I am reading Ashley Judd’s memoir, All That is Bitter & Sweet. I have been a big fan of her acting work, and now learning more about her international humanitarian work – Amazing and inspiring. And she is childfree – Early on in the book she describes why she chose not to have children…
“…the fact is I have chosen not to have children because I believe children who are already here are really mine, too. I do not to go making “my own’ babies when there are so many orphaned or abandoned children who need love, attention, time, and care.
I have felt this way since I was at least eighteen and I had an argument about it with a childhood friend. He maintained that people with our genes and opportunities are the very people who should have kids;’ I countered that folks with our awareness and ability to contribute should instead focus on the children already born and suffering so needlessly.
I figured it was selfish for us to pour our resources into making our ‘own’ babies when those very resources and energy could not only help children already here but through advocacy and service transform the world into a place where no child ever needs to be born into poverty and abuse again. My belief has not changed. It is a big part of who I am.”
Talk about an enlightened, post-pronatal view!
What if more people had this view about children? Think how much better the world would be.
One does not need to be a movie star – humanitarian to devote resources, time and energy to help children already here.
She is very involved with Population Services International. I have a goal of becoming involved in global birth control access efforts, and the more I read about her work, the more I am inspired to take action to find my way of plugging in to this important issue.
Are you childfree and resonate with Ms. Judd’s view on children? Please share.
Childfree and involved in helping children already here? Let’s hear your stories….
My husband and I chose not to have children. This frees us up financially to sponsor two children through Compassion International – a boy in India and a girl in Guatemala. Kudos to Ashley for her advocacy work!
Angela, What a wonderful thing you are doing. I have heard of Compassion International. You inspire me to look into it again..thanks!
Ever since I was a teenager, I’ve always been baffled at people who ignore the needs of orphaned, abandoned, and needy children that are already born. I remember it coming up in a discussion about gay couples adopting, and I pointed out that plenty of those children would give an arm and a leg to have a loving, stable family, no matter what the genders of the parents are. The same sort of idea came up again recently: why spend all this time and money forcing people to have children, when that could be better spent trying to better the lives of children already here? Even before it sunk in that having a kid was entirely optional, I entertained the idea of adopting – mostly because I’m tocophobic, but also because it would mean objectively making some existing person’s life better, rather than objectively making a non-entity’s life worse by starting it.

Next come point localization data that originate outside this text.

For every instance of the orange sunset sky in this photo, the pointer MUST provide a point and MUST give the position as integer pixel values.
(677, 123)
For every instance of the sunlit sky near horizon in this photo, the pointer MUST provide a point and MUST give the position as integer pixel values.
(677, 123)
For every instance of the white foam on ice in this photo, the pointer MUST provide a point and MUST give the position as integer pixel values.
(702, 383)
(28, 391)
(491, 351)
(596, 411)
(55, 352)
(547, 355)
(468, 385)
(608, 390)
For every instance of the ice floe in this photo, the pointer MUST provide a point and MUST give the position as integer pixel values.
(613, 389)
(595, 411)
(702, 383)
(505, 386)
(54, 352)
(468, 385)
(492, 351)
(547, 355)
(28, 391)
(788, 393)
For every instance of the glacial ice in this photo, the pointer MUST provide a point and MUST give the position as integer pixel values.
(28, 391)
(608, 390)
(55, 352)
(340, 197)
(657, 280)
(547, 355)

I can’t do much right now, but I’ll definitely look into PSI when I’m in a better position to do something! Thank you for the link 🙂
I do some volunteer work with several area schools. My goal is to send the kids I work with home to their parents in a happier frame of mind. Then I can go home happy, too, to my childfree home.
Judd is wise, but can she beat Mitch McConnell for U.S. Senate next year? I can only hope!

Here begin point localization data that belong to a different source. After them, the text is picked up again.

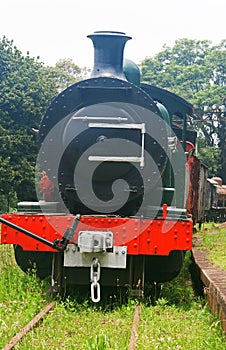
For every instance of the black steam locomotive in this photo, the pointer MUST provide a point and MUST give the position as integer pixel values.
(113, 150)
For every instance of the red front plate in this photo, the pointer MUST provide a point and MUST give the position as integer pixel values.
(141, 236)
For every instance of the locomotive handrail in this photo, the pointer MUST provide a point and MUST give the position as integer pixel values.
(58, 244)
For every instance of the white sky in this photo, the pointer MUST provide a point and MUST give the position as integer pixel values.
(56, 29)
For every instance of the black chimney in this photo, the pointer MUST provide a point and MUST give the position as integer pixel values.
(108, 54)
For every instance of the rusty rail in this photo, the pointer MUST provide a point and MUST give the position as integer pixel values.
(28, 327)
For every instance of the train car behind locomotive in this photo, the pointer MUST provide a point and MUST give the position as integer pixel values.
(215, 206)
(115, 180)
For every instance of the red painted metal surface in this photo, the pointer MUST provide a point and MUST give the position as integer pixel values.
(141, 236)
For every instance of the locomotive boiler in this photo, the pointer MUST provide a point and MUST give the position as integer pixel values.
(115, 180)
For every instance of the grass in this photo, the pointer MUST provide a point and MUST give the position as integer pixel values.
(178, 321)
(21, 296)
(213, 239)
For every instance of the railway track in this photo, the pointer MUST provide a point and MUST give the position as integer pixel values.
(44, 312)
(28, 327)
(212, 281)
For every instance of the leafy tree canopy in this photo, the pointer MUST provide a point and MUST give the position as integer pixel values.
(66, 73)
(196, 70)
(25, 93)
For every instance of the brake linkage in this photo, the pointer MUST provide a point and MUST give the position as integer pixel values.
(58, 244)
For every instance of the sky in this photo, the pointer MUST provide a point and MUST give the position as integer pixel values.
(58, 29)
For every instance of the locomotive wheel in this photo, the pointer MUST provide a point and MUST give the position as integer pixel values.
(30, 261)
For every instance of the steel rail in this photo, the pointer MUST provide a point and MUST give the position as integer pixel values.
(28, 327)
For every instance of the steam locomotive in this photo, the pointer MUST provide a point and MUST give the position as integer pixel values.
(114, 157)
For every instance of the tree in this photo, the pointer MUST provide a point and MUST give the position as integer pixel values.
(66, 73)
(25, 94)
(195, 70)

Hi Deegee, I don’t know if she can beat McConnell but I sure love that she is may just go all the way to try to do it!
I think it’s a pretty common reaction among caring, perceptive people, people with an ounce of sense at all, really, that when they travel to really poor parts of the world they start to re-evaluate assumptions about what it means to have children. They naturally question what the reasons are to add more children to the world. Sounds to me like she’s someone with an excellent vocabulary and good looks saying what is just decent common sense.
I agree with Scott that this is a common response. We need those folks to articulate their decision more frequently.

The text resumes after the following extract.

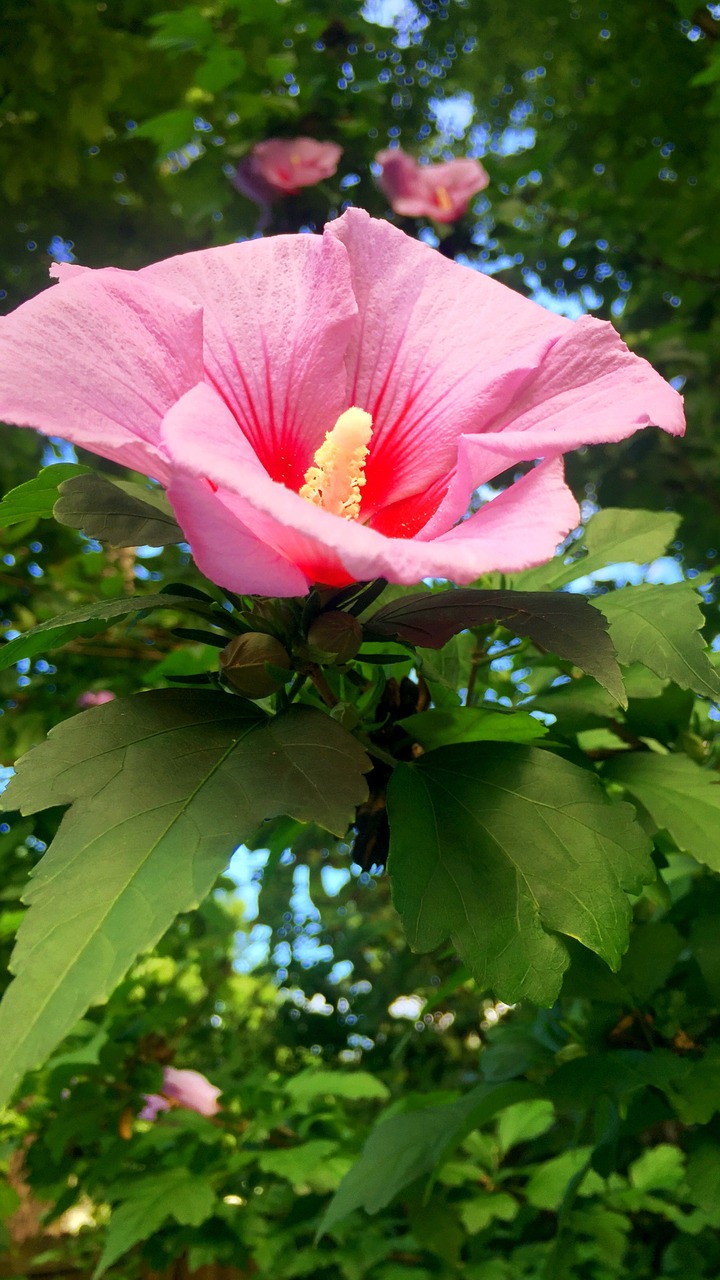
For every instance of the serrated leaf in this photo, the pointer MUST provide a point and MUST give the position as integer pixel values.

Judd clearly has mastered if not excised her “DNA ego.” For the herd, it is all about “my DNA.” I supposed we are at some level, at the animal level, hard wired this way. But as sentient beings, once we reach a certain state of development we ought to be capable of being ego-less vis a vis our DNA. My own DNA has some things to recommend it however a harsh examination of family health history suggests it could arrive at oblivion with no serious harm to humanity or the Universe.
I would just like to give props to Steveo1965. I read your comment on being egoless with regards to our DNA and agree so, so, so, so much. My husband says this, too, that people who want to become biological parents in this day and age are just being egoistic. Like you, I think there are some really wonderful things in both my husband’s and my DNA but looking around at both of our families, and in the darkest bits of our psyches as well, I would say that there’s a lot of weird and harmful stuff lurking in our genes and I’m pleased not to give those personality traits any more chances to manifest in this world. I definitely don’t think that the best “gift” we could give humanity would be more of us. The best things we can do are things *we* can do, right here and now in our lifetimes, to help the people *already here* and our overtaxed planet – as Ashley Judd and so many others in this thread have already stated so well.
Dee Kay / all – here is DNA ego run amok (plus other human foibles):
http://blog.sfgate.com/sfmoms/2013/03/05/surrogate-mom-refuses-to-abort-fetus-with-birth-defects/
To me, the major red flag and sign of utterly out of control DNA ego (in spite of obvious evidence such ego was out of bounds): “The couple’s three children were all premature and two of them struggled with ongoing health issues.”
Oh and BTW, the egg was anonymously donated, so this was pure male DNA ego.